I'm currently re-reading Sophia Poole's book "The Englishwoman in Egypt" of 1844. It is fascinating, very much a ladies version of Edward Lanes "Manners and Customs of the Modern Egyptian" from 1836. Of course, it would be, as they were brother and sister and Edward "kept her right" so to speak, while she was writing it. The book is written as a series of letters to a friend, and I've just finished letter 8, which ends with the words...."and here my eyes were opened to a new manner of accounting for the generally wretched appearance of the children of this country. Their parents put anything and everything that is eatable into their mouths, without the slightest regard to its being wholesome or otherwise. How then can they be strong or healthy?"

Then, as we ventured out this afternoon, I saw this and laughed!

There are 88 boxes of crisps (known as chips here), and some more stacked sideways under the "M" of the shop name. The pasting table in the foreground gets piled with individual wrapped pieces of cake (like Twinkies, etc.) and sweets and chocolate. Just the shop for those Egyptian mothers of yore, eh?

A few yards, sorry, metres farther down the street, I came across this "blast from the past".

For the uninitiated (again), it's a Bedford, from around 1960 ish. I worked on these as a boy, engine jobs made your ribs ache for days! I remember the "tin can" cylinder liners being very tricky, as they could easily buckle if you didn't get them dead straight! I apologise again for the poor quality of the picture. My mate Big Al would be drooling over these wagons out here!

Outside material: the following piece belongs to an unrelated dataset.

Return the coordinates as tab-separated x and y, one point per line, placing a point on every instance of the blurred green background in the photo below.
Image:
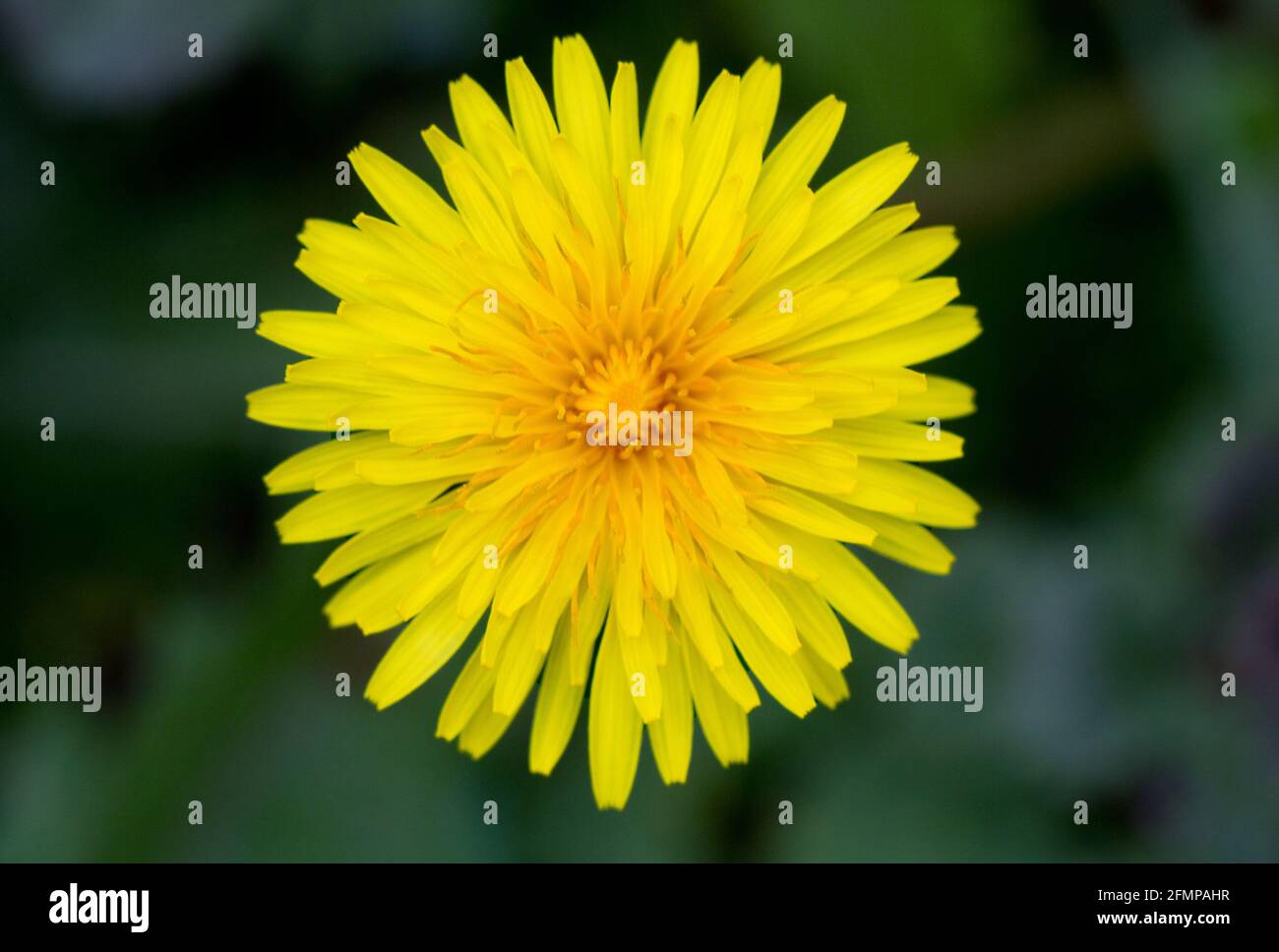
1100	685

With old things on my mind, (yes I'm sitting looking at the Boss across the room!) I should tell you about the hazards (about which I've just learned myself) of eating things that are "out of date". As many of you know, I like ginger! McVities Jamaica Ginger Cake, cheap and nasty ginger snaps, ginger puddings, chocolate ginger and crystallised ginger. The latter being something I have a love/hate relationship with, therefore it sometimes lies around for quite some time, without being finished off. Our last guest, brave Melanie, brought us some handmade chocs as a late Christmas present, among them was a chocolate ginger. As it melted in my mouth and the ginger caught on the back of my throat; my passion for the crystallised variety was................. re-awakened!

Now then, where is it? I can buy some Cadburys Dairy Milk to go with it, and I'll be transported to heaven! Of course the Boss knew where it was straight away. I enjoyed just a few pieces each night, wallowing in the pleasure which only connoisseurs really appreciate! Then, last week, the sticky ginger goo lifted an old amalgam filling right out of one of my molars! I couldn't believe it, I had to waste a mouthful of Cadburys and ginger! It's fixed now, by Dr. Farid (Shawky that is, on Cleopatra Street). But he said that I shouldn't eat any more of that "candy" (Philistine!) as an ordinary filling might come away again. I think he was really just trying to get me to have the 500le crown, actually.

When I got home, I checked the packet of ginger, just to see how much I might have to waste. The "use by" date was August 2007! I thought it had been a bit hard on first starting to chew, but it soon became quite alright. Never mind, I bravely threw away the remaining few pieces, and grabbed the newer bag, the use by date on this one is 2009, so it should be fine!!!! I don't recall how long it's been open though?